AP Statistics
11 min read•Last Updated on July 11, 2024
Jerry Kosoff
Jerry Kosoff
The FRQ is a great way to prep for the AP exam! Review FRQ practice writing samples from Unit 5 and corresponding feedback from Fiveable teacher Jerry Kosoff.
A researcher in Yellowstone National Park observed the “Old Faithful” geyser for several weeks. For each eruption of the geyser, the duration from start to end, in seconds, was recorded. The histogram below summarizes the results from 421 observations. The mean of the distribution is 210 seconds, with a standard deviation of 68 seconds.
a. Describe the sampling distribution of sample mean eruption length for random samples of 40 eruptions from the researcher’s observations.
b. What is the probability that the sample mean eruption length for a random sample of 40 eruptions is 200 seconds or less?

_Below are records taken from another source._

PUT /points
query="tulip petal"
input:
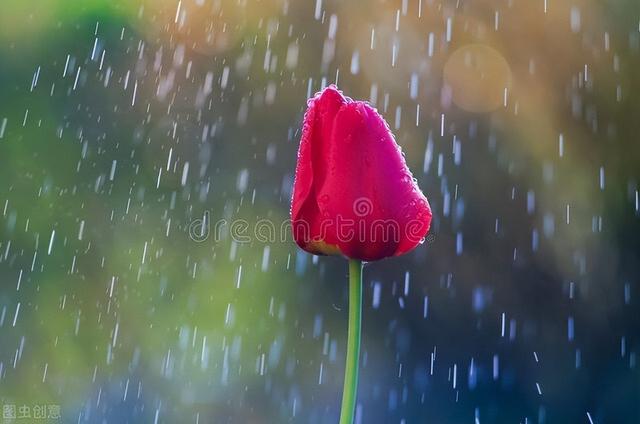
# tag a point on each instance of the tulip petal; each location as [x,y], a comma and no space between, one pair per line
[369,184]
[311,168]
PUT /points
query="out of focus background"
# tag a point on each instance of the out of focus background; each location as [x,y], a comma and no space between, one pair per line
[128,129]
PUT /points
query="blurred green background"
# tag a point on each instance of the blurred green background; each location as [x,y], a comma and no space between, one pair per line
[124,123]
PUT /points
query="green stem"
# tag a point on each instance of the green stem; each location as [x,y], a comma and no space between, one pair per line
[350,388]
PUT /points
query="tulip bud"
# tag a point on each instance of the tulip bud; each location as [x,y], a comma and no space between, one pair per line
[353,193]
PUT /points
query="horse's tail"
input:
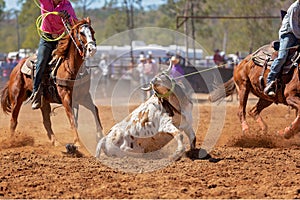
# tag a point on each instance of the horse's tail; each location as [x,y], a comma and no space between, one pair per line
[5,101]
[222,91]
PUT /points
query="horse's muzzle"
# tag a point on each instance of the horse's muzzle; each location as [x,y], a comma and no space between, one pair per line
[91,49]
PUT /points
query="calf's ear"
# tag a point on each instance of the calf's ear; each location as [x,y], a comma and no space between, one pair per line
[147,88]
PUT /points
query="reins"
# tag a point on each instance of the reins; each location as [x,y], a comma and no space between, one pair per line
[166,95]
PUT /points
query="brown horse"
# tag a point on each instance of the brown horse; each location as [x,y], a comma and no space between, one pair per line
[72,51]
[246,77]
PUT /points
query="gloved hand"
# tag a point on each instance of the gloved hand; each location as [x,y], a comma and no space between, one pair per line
[64,14]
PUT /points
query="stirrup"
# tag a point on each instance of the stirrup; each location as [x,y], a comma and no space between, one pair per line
[270,89]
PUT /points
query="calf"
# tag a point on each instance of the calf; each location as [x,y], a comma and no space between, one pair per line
[167,112]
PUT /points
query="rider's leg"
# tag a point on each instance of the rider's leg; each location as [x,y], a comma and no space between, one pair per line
[286,41]
[43,57]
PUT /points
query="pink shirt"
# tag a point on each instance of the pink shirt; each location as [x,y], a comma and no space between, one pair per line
[52,23]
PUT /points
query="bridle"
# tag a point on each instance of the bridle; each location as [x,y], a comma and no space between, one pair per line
[83,29]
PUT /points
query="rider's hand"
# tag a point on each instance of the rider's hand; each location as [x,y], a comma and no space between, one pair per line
[64,14]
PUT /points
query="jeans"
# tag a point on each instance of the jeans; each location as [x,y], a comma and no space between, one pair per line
[286,41]
[43,58]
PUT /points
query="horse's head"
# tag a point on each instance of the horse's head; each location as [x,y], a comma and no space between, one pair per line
[83,34]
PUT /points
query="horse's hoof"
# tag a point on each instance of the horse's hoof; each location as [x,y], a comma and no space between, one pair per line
[71,148]
[286,133]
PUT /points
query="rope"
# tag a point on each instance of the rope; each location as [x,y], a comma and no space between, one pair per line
[39,22]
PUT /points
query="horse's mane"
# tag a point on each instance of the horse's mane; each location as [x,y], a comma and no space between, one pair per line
[64,44]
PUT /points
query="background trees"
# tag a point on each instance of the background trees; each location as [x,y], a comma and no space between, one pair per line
[115,16]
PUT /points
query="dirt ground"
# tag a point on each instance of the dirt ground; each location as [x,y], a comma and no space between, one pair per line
[239,166]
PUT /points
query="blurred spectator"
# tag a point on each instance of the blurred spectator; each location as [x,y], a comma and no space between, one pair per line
[150,69]
[218,58]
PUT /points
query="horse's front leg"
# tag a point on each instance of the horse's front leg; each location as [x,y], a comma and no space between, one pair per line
[255,113]
[46,110]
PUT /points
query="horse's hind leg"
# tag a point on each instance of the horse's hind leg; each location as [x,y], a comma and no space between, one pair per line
[244,90]
[15,109]
[294,127]
[255,113]
[14,116]
[46,110]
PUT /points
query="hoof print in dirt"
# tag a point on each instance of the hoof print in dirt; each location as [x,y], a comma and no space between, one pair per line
[72,150]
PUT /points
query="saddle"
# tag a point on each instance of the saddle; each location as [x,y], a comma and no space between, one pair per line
[265,56]
[49,80]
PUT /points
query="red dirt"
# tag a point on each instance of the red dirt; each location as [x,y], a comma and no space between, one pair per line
[249,166]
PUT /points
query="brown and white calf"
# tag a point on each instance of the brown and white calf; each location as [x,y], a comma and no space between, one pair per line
[167,111]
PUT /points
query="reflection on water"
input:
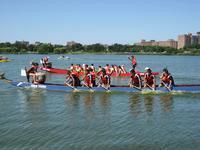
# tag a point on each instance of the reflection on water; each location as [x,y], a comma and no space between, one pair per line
[149,102]
[104,100]
[135,104]
[90,102]
[166,101]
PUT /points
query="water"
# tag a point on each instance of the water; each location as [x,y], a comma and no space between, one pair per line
[39,119]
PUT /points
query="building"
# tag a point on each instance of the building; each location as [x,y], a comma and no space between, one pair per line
[184,40]
[22,42]
[169,43]
[198,35]
[70,43]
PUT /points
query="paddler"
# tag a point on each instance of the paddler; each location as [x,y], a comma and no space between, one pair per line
[39,78]
[88,79]
[167,79]
[133,61]
[135,80]
[72,79]
[31,71]
[105,80]
[149,79]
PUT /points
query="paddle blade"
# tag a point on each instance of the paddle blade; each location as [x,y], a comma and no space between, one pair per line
[23,72]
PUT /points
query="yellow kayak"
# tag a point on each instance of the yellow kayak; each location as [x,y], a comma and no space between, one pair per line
[4,60]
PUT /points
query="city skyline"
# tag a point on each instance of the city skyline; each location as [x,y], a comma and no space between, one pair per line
[88,22]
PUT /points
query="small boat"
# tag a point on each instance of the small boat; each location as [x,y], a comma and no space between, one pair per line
[64,71]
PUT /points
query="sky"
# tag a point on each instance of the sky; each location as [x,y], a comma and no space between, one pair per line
[97,21]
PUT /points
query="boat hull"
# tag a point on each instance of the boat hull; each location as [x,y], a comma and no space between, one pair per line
[64,71]
[61,87]
[4,61]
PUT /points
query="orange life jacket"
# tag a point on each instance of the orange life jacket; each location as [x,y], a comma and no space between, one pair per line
[149,78]
[105,79]
[135,79]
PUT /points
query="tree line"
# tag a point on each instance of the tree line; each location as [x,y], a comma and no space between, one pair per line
[44,48]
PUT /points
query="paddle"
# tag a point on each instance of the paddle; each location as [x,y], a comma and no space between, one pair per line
[2,76]
[107,89]
[150,87]
[87,86]
[71,87]
[166,86]
[137,88]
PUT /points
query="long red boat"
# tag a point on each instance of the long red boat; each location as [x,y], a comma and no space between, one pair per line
[64,71]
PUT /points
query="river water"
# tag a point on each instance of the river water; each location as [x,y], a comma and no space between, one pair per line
[40,119]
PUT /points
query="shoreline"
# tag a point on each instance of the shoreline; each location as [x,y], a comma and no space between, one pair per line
[109,53]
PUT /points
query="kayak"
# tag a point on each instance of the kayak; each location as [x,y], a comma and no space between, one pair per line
[113,88]
[64,71]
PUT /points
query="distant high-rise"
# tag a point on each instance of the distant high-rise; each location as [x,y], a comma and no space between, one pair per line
[184,41]
[198,35]
[188,40]
[169,43]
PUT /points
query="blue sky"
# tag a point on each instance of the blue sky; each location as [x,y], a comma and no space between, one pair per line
[92,21]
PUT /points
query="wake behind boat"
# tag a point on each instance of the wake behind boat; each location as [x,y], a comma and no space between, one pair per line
[113,88]
[4,59]
[64,57]
[114,74]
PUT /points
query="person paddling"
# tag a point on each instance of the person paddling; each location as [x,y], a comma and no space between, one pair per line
[105,80]
[135,80]
[88,79]
[72,79]
[167,79]
[31,71]
[39,78]
[133,61]
[149,79]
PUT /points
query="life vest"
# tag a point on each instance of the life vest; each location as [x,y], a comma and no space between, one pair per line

a) The sampling distribution of sample mean eruption length for random samples of 40 eruptions has a mean of 210 seconds, and it is bimodal with peaks at 100-125 seconds and 250-275 seconds. The shape of the sampling distribution of sample mean eruption length seems to be roughly symmetrical, and the range of the sampling distribution of sample mean eruption length for random samples of 40 eruptions is no more than 250 seconds.
b) x = mean geyser eruption duration for a random sample of 40 eruptions
Conditions: Random - stated that there were random samples of 40 eruptions, 10% Rule for Independence - satisfied since there are at least 421(10) = 4210 observations of geyser eruptions, Normal/Large Sample - satisfied since n =40 >= 30; therefore, the sampling distribution of sample mean eruption duration is approximately normal.
P(x<200) = P(z<-0.14) = .4443 <–from Table A using z-score of -0.14
z = (200-210)/68 = -0.14
[pretend i drew a picture of a normal distribution here with 210 as median, 200 slightly to left of it, and everything shaded below -0.14]
The probability that the sample mean eruption duration for a random sample of 40 eruptions is 200 seconds is less is 0.4443.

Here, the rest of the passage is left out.